The amount of this tissue is largely determined by genetic lottery as well as hormonal stimulation levels, which means the risk is reduced post-menopause.

Keeping abreast of the news

Given the increased risks, one would have thought that women should be informed of their breast density score when undergoing a mammogram.

Outside of Western Australia there’s no requirement here, or in New Zealand.

But in eagerly awaited news, the US Food and Drug Administration (FDA) has ordered that density scores be provided to patients. While 38 US states already had such a requirement, the measure standardizes the process across the Union.

While the decision takes 18 months to come into effect, Ms Thomas says it is “an enormous validation of Volpara’s work” and is likely to spur international interest.

“I fully hope and expect Australia and New Zealand will follow suit and institutionalize the processes to inform and empower women,” she says.

Meanwhile, a humungous Dutch trial of 60,000 women showed that supplemental screening of dense-breasted women cut the incidence of interval cancers - those detected between screening - as well as false positives.

Busting out from Oxford roots

Volpara owes its existence to the University of Oxford, where founders Prof John Michael Brady and Dr Highnam met.

Prof Brady is a US entrepreneur and computer guru, who moved to the University of Oxford in 1986 to build a robotics lab.

Motivated by the loss of his mother-in-law from breast cancer Prof Brady got together with Dr Highnam, who had completed a Doctor of Philosophy (D Phil) on breast density.

Based on Dr Highnam’s theories, the duo devised a protocol for automatically quantifying breast composition from x-rays.

Dr Highnam founded Volpara in 2008 and the company listed on the ASX on April 26, 2016, raising $10 million at 50 cents apiece.

He stepped down in April 2022 and is now the company’s chief science and innovation officer. Ms Thomas was elevated from chief executive to managing-director in October 2022.

In February 2021, the company paid $US22 million for Boston’s CRA Health LLC, a US quasi-rival that plays strongly in genetic testing and has close ties with the powerful electronic health record (EHR) providers. Volpara recently renamed the CRA Health system as Risk Pathways.

In late 2019, Volpara acquired the Seattle-based patient management software house Mammography Reporting Systems Inc (MRS) for $NZ21 million, funded by a $NZ55 million capital raising, now known as Patient Hub.

Volpara prides itself on being ‘vendor neutral’, which means its software can be used on any mammography unit. 
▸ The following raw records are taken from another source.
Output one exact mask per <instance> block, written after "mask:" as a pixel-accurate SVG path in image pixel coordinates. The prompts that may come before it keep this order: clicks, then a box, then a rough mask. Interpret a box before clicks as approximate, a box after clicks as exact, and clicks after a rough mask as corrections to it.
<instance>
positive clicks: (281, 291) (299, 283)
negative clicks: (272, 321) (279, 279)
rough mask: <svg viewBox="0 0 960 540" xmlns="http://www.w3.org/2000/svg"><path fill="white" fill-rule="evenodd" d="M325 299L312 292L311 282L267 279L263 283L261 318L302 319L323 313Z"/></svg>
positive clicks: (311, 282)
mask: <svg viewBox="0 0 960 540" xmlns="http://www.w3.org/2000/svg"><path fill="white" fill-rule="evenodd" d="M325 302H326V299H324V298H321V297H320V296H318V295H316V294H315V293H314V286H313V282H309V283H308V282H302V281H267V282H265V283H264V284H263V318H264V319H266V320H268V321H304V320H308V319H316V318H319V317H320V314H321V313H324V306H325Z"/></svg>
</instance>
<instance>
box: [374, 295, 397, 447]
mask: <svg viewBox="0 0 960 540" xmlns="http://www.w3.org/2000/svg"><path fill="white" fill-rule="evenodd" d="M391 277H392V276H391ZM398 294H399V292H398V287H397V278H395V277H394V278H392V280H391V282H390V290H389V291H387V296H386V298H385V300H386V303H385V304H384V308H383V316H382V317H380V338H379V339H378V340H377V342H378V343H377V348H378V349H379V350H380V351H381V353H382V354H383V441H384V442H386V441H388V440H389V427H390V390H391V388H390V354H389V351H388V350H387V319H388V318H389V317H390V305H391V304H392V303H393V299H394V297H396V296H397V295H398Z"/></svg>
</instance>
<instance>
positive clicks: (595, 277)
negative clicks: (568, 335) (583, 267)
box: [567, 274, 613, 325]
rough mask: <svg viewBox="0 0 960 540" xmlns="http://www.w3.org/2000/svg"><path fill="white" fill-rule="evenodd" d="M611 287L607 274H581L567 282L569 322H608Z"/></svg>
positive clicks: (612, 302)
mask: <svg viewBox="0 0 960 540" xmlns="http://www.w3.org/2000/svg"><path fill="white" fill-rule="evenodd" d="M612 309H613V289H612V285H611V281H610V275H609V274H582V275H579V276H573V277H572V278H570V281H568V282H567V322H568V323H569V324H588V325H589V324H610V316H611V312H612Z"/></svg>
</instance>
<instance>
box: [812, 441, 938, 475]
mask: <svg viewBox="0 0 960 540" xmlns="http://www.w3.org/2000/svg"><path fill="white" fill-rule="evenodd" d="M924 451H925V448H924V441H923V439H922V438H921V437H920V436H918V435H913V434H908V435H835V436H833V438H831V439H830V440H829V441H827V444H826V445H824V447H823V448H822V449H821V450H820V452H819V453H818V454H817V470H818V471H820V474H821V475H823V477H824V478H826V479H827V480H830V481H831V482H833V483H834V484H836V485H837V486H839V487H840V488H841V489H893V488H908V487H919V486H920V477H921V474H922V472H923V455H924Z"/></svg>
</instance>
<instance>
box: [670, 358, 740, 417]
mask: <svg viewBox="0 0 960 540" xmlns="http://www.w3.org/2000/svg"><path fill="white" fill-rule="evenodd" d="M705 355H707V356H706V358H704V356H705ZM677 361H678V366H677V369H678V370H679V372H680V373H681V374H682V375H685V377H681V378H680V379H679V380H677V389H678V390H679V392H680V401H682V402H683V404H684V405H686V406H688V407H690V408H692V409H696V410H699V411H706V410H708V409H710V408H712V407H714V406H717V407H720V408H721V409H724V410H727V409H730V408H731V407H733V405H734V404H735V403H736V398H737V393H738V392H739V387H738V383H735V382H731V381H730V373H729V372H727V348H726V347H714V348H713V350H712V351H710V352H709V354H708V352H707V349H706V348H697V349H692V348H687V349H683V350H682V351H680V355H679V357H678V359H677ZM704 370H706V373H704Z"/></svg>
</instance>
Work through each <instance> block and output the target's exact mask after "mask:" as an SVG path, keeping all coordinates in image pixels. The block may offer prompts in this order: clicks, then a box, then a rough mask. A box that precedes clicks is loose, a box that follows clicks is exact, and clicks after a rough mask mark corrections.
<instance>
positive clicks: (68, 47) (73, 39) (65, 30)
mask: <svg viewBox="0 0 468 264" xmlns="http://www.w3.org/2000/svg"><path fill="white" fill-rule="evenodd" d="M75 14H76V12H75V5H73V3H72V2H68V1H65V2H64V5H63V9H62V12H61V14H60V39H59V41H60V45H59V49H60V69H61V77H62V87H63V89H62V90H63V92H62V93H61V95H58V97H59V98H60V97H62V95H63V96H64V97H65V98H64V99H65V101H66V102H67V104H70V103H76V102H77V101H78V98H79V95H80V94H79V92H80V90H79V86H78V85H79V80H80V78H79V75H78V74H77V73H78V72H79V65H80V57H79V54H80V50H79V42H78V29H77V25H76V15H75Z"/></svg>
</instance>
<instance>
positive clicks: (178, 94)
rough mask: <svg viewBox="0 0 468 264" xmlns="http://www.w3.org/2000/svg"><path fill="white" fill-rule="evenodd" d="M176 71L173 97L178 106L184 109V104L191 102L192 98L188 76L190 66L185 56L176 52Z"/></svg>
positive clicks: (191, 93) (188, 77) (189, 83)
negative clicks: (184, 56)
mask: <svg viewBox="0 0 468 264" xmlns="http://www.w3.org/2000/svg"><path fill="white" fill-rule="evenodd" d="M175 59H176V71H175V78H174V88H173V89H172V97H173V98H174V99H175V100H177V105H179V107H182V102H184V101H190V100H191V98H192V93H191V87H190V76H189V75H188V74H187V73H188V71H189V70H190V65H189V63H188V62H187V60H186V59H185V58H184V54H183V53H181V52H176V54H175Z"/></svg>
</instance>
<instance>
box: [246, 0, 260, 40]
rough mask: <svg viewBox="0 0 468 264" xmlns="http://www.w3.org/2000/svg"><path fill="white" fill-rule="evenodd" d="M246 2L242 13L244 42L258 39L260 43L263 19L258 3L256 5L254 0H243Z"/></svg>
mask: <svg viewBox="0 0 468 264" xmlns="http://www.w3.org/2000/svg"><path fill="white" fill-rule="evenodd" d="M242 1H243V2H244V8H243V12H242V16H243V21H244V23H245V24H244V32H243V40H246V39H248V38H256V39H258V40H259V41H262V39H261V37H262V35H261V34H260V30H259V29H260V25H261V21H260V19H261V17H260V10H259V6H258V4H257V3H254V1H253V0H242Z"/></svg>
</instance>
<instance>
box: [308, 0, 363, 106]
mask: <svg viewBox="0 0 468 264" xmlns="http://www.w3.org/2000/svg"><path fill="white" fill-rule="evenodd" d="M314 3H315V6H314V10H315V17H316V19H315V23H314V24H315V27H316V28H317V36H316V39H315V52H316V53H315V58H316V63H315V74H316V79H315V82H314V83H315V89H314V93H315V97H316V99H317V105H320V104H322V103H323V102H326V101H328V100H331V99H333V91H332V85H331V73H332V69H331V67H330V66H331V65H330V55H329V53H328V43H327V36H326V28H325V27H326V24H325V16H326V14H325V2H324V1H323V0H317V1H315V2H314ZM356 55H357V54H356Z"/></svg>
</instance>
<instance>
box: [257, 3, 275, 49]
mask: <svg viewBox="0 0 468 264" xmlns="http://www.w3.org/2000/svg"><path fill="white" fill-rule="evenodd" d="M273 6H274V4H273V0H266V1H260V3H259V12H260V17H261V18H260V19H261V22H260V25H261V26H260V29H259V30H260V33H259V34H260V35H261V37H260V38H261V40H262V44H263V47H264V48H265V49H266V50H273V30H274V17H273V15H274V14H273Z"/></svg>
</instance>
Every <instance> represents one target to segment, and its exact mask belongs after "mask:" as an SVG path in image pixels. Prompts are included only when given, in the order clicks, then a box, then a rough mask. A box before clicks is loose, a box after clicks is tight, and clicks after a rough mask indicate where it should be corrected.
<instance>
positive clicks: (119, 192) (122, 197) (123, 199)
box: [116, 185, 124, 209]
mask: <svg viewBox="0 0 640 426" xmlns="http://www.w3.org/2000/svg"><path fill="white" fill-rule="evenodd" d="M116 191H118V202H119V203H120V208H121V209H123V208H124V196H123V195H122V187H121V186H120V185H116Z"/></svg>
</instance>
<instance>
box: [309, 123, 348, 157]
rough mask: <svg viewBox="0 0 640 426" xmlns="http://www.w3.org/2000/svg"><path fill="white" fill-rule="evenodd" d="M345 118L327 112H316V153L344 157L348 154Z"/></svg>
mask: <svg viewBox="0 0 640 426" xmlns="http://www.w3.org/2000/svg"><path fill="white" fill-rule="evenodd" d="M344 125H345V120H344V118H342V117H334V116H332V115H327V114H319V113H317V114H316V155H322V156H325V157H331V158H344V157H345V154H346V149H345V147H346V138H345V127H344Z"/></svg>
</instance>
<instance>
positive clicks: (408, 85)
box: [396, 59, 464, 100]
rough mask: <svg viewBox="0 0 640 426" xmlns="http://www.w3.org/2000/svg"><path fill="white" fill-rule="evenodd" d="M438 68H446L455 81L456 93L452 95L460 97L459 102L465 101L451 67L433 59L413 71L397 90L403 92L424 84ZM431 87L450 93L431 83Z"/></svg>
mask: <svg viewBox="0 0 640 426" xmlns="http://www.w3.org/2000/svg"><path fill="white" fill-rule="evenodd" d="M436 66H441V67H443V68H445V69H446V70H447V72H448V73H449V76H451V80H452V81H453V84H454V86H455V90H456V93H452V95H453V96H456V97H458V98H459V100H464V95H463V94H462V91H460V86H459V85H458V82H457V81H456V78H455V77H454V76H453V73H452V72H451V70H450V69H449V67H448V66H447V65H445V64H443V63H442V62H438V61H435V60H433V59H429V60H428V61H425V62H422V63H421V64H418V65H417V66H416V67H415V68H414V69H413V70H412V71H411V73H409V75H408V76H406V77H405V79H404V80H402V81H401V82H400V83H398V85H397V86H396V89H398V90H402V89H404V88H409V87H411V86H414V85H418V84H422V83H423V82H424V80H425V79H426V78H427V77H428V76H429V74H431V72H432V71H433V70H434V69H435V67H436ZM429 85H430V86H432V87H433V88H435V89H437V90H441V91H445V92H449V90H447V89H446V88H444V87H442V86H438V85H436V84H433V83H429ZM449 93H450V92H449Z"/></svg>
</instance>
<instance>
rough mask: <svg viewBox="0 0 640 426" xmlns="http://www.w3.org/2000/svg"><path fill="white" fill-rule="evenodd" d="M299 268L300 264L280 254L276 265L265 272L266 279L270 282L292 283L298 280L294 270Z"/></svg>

Balancing profits with purpose

Ms Thomas’s resume includes more than 20 years at the US health provider Epic, where she knew a lot about its biggest customer CRA Health.

By chance, she and her family ended up in NZ because of an Epic sabbatical program that sent valued staff on a trip to a country they had not yet visited.

“I thought New Zealand was a good outdoorsy culture in which to bring up kids,” she says.

Based around the picturesque Bay of Plenty, Ms Thomas did some Covid nursing and pondered retirement before taking on consulting work for Volpara.

“I didn’t think a New Zealand company would fit my background so I was bit surprised to get to know Volpara,” she says.

Ms Thomas moved to cauterize Volpara’s bleeding bottom line with a circa $NZ11 million cost cutting drive that included retrenching 20 of the company’s 180 staff. The two acquisitions were more closely integrated with the Volpara mothership.

Ms Thomas’s mantra is “no money, no mission”.

“The company’s culture was great, but to be strong and sustainable you need to balance purpose with an eye on the money,” she says.

“Some people might have seen us as not-for-profit. But we are not. We are a public company and it is our fiduciary duty to return shareholder value.”